In an unexpected turn of events, the United Kingdom witnessed a dip in inflation, with the annual rate falling to 6.7% in August, defying market expectations. This surprising development has ignited speculation of a potential pause in interest rate hikes by the Bank of England in its upcoming decision on Thursday.
On a monthly basis, the headline Consumer Price Index (CPI) recorded a 0.3% increase. Economists surveyed by Reuters had anticipated an annual CPI figure of 7% and a 0.7% month-on-month rise, driven in part by a slight uptick in fuel prices. July had seen a 6.8% annual increase and a 0.4% month-on-month decline.
The Office for National Statistics attributed the decline in inflation to reduced food prices, which rose less in August 2023 compared to the previous year, along with fluctuations in accommodation services pricing, which decreased during the same period. Rising motor fuel costs, however, had the most significant impact on the change in annual rates, pushing them upward.
Core CPI, which excludes the volatile categories of food, energy, alcohol, and tobacco, stood at 6.2% for the 12 months ending in August, down from July’s 6.9%. While the goods rate slightly increased from 6.1% to 6.3%, the services rate saw a notable slowdown from 7.4% to 6.8%.
Raoul Ruparel, Director of Boston Consulting Group’s Centre for Growth, noted that this unexpected drop in core inflation would be well-received by policymakers, along with signs of decreasing retail prices for consumers.

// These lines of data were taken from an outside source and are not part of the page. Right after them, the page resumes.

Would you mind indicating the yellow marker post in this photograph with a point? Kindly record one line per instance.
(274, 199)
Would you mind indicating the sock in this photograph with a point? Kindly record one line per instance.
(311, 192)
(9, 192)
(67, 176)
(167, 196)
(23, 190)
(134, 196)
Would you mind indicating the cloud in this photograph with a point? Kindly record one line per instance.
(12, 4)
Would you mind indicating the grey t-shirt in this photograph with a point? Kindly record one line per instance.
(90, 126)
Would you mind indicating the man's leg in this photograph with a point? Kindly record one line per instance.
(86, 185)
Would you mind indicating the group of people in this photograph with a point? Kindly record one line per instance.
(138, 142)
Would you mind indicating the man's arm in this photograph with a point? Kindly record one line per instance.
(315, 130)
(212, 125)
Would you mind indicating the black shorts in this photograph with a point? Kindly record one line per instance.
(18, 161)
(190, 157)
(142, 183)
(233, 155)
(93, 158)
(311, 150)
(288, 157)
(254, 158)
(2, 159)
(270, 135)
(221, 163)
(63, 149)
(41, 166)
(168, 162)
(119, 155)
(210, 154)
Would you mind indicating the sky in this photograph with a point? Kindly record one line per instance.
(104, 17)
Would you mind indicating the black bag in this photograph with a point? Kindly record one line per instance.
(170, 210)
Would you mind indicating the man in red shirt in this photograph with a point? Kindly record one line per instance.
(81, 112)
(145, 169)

Ruparel stated that these developments, combined with nominal wage growth, suggest that real wages will continue to rise toward the year’s end. However, he also pointed out that this signifies a slowdown in the economy.
Despite this, Ruparel believed that the Bank of England would proceed with another interest rate hike. He suggested that today’s data might bolster those advocating for this to be the final rate increase but also highlighted the central bank’s challenge as the economy displays signs of cooling while the full effects of the rate hikes remain unknown.
The Bank of England is set to announce its next monetary policy decision on Thursday, as it strives to curb inflation and align it with the bank’s 2% target. Market expectations have largely priced in a 25-basis-point rate hike, which would raise the main bank rate to 5.5%, its highest level since December 2007.
Following the unexpected inflation dip on Wednesday, market pricing for a pause from the Bank of England surged from 20% to nearly 50% at around 7:40 a.m. London time. Despite this shift, Caroline Simmons, U.K. Chief Investment Officer at UBS, suggested that the central bank would likely proceed with the hike on Thursday, with the expectation that it might be the last, given the downward pressures on inflation.
Simmons highlighted that the recent surge in oil prices had caused some nervousness regarding the inflation trend, but the general trajectory remained downward.